La presa di posizione, arrivata durante una tavola rotonda sulla “revisione della Strategia Europa 2020 su crescita, occupazione e competitività“, fa pensare che il titolare del Tesoro, tiepido sul troppo timido piano Juncker, speri in una riforma complessiva delle norme comunitarie sull’aiuto di Stato. Nelle cui maglie i governi italiani rimangono molto spesso incastrati: dall’indagine sui soldi concessi dalla milanese Sea alla controllata Sea Handling alla multa per l’esenzione dagli oneri sociali concessa nel 1997 dal pacchetto Treu fino alle richieste di chiarimenti sull’intervento di Poste italiane in Alitalia. Per arrivare ai recenti dubbi della Commissione Ue sul prestito ponte concesso all’Ilva, il via libera all’uso dei fondi sequestrati dalla magistratura ai Riva e i soldi pubblici usati per la bonifica di aree inquinate dall’acciaieria. Peraltro proprio in queste ore il governo, come rivelato domenica dal premier Matteo Renzi in un’intervista a Repubblica, sta mettendo a punto un piano di temporanea nazionalizzazione del gruppo siderurgico, che dovrebbe passare attraverso l’intervento del Fondo strategico di Cassa depositi e prestiti. E va ricordato che anche la Strategia italiana per la banda larga inviata a Bruxelles poche settimane fa prevede esplicitamente “contributi pubblici a fondo perduto per la realizzazione della rete super veloce nelle aree a fallimento di mercato, cioè quelle dove l’investimento privato non è redditizio.

Per motivare la richiesta, Padoan ha avvertito che “l’Europa si trova di fronte a un bivio: continuare a strisciare in un sentiero di crescita non sufficiente oppure prendere decisioni importanti per imboccare sentieri di crescita più sostenuti”. Indispensabile, dunque, “in una prospettiva più a lungo termine”, una “maggiore integrazione” del sistema economico europeo su due fronti: “Un’unione dei mercati dei capitali e, più in là, forme concrete di unione fiscale“, ovvero quel regime di tassazione unico invocato anche dal presidente della Bce Mario Draghi. Bisogna insomma “cedere ulteriore sovranità“, ha ribadito Padoan, anche in questo caso perfettamente in linea con Draghi.

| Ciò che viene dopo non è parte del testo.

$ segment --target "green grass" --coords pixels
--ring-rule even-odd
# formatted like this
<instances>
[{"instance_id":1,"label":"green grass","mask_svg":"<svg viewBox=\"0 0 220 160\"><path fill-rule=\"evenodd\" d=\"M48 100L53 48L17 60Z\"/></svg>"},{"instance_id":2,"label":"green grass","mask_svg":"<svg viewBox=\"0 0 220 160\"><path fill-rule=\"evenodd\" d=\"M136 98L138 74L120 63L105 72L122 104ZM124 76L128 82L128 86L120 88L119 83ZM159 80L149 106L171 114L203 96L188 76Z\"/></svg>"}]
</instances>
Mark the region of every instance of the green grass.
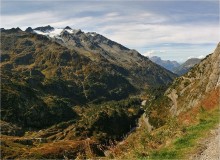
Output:
<instances>
[{"instance_id":1,"label":"green grass","mask_svg":"<svg viewBox=\"0 0 220 160\"><path fill-rule=\"evenodd\" d=\"M153 151L150 159L178 159L187 158L190 153L198 149L198 141L207 136L210 129L215 128L219 123L219 109L212 112L199 114L199 123L188 126L185 133L173 140L171 145L157 151Z\"/></svg>"},{"instance_id":2,"label":"green grass","mask_svg":"<svg viewBox=\"0 0 220 160\"><path fill-rule=\"evenodd\" d=\"M153 152L152 159L174 159L177 158L177 151L173 149L163 149L161 151Z\"/></svg>"}]
</instances>

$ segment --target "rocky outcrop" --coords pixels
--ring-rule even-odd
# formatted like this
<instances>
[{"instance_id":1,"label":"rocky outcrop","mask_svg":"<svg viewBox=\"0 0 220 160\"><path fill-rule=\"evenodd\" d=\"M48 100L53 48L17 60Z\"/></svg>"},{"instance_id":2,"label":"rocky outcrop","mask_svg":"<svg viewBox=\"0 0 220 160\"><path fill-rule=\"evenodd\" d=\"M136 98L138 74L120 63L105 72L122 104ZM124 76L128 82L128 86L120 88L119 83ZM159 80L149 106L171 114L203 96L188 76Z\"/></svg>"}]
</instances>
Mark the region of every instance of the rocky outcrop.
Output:
<instances>
[{"instance_id":1,"label":"rocky outcrop","mask_svg":"<svg viewBox=\"0 0 220 160\"><path fill-rule=\"evenodd\" d=\"M178 108L177 107L177 98L178 98L178 95L176 93L177 93L176 90L173 89L171 91L171 93L167 95L173 102L173 105L170 108L170 112L172 113L172 115L177 115L177 108Z\"/></svg>"}]
</instances>

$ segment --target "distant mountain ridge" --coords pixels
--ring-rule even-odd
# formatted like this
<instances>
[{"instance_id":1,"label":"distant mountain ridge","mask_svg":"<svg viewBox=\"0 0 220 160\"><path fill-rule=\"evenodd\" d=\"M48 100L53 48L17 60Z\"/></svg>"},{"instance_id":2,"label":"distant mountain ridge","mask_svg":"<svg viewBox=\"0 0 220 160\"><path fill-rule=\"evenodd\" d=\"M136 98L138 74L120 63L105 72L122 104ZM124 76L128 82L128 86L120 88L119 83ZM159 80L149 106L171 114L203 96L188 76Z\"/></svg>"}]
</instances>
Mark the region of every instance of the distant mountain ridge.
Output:
<instances>
[{"instance_id":1,"label":"distant mountain ridge","mask_svg":"<svg viewBox=\"0 0 220 160\"><path fill-rule=\"evenodd\" d=\"M175 68L179 67L180 64L177 61L170 61L170 60L162 60L160 57L158 56L152 56L149 57L149 59L151 61L153 61L154 63L170 70L170 71L174 71Z\"/></svg>"},{"instance_id":2,"label":"distant mountain ridge","mask_svg":"<svg viewBox=\"0 0 220 160\"><path fill-rule=\"evenodd\" d=\"M187 73L194 65L198 64L201 61L201 59L199 58L190 58L184 63L180 64L177 61L162 60L160 57L157 56L149 57L149 59L152 62L170 70L171 72L179 76Z\"/></svg>"},{"instance_id":3,"label":"distant mountain ridge","mask_svg":"<svg viewBox=\"0 0 220 160\"><path fill-rule=\"evenodd\" d=\"M198 64L201 61L199 58L190 58L180 66L173 69L173 72L177 75L183 75L187 73L193 66Z\"/></svg>"}]
</instances>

“Le soluzioni nazionali” infatti “sono importanti e necessarie, ma non sufficienti”, serve una maggiore integrazione europea che significa “la costruzione di istituzioni comuni”. E, nonostante sia la crisi il maggior incentivo a cambiare, in una fase in cui l’Europa fatica a uscire dalla recessione “tutti i Paesi devono accelerare il cambiamento, compresi quelli che sono stati meno colpiti o che sono stati risparmiati”. Chiaro riferimento alla Germania, che ha fatto sapere di essere disposta a investire nelle proprie infrastrutture solo 10 miliardi. Troppo poco, se si considera che il Paese ha un surplus commerciale di oltre 260 miliardi di euro.